This blog is part of the series featuring ideas contained in the new HEPI-Brightside report, Reaching the parts of society universities have missed: A manifesto for the new Director for Fair Access and Participation. It showcases the idea from Sonia Sodha, Chief Leader Writer at The Observer.
If we were really committed to improving access to top universities, we would bite the bullet and introduce class-based quotas. Progress on this front has been pathetically slow: yes, young people from disadvantaged backgrounds are going to universities in greater numbers than before, but they remain disproportionately shut out of the highest-ranking institutions.
Between 2010 and 2015, four-in-five students admitted to Oxford and Cambridge came from the top two social classes; only 6 per cent had parents in routine or semi-manual work. This matters: where you graduate from profoundly affects your lifetime earnings.

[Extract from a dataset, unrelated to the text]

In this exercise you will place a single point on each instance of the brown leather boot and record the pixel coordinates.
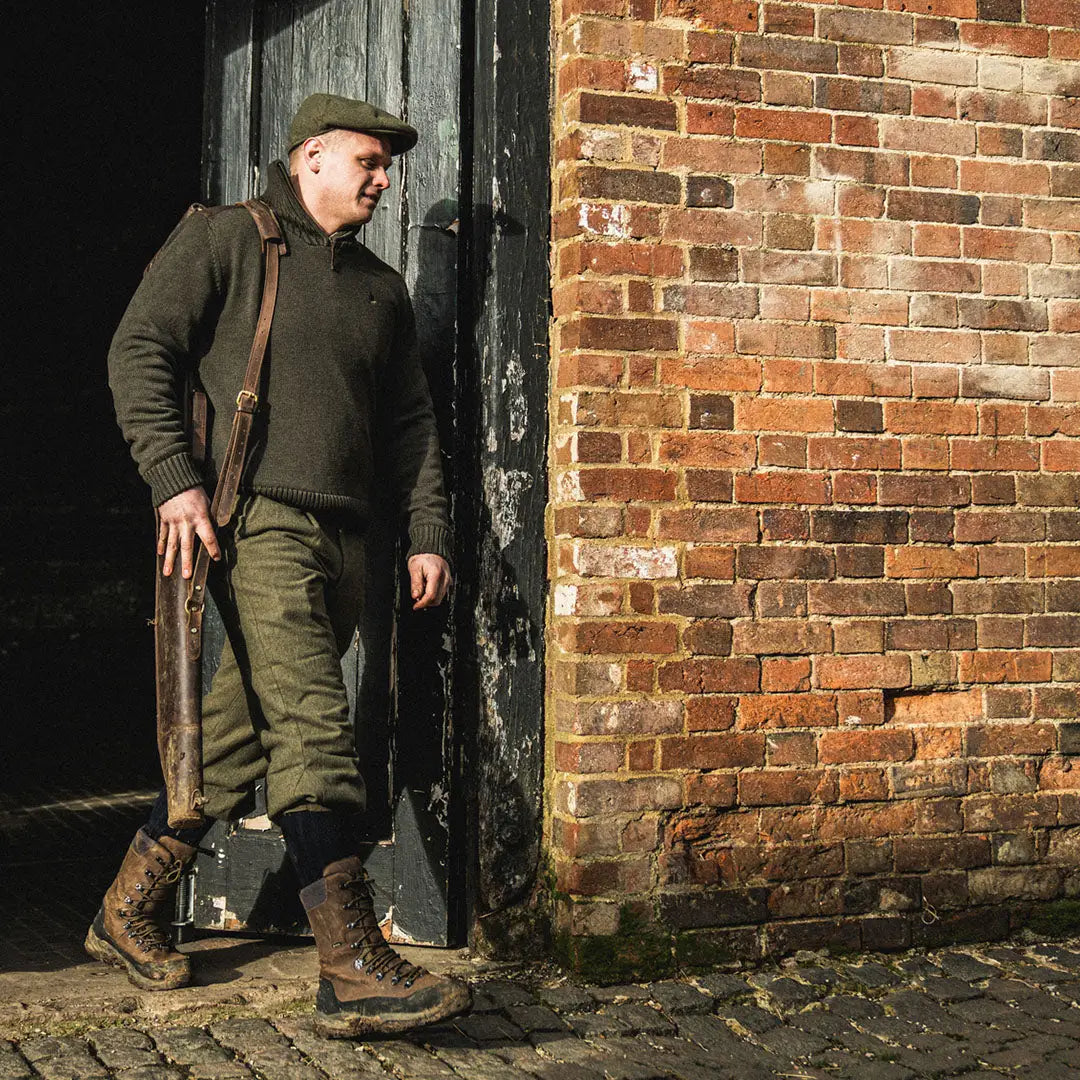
(131, 928)
(364, 986)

Enough is enough. It is time to recognise our top universities are more zero-sum than we have previously acknowledged. The Office for Students should reintroduce a cap on student numbers – there is some evidence the economic gains from increasing student numbers stalled back in the mid-2000s – and introduce hard quotas for students from working- class backgrounds for each university.
This would help break down the unfair and stubborn middle- class lock on privilege. It would also force more middle-class students down a vocational route – surely the only way we are ever going to get parity of esteem between post-18 vocational and academic qualifications.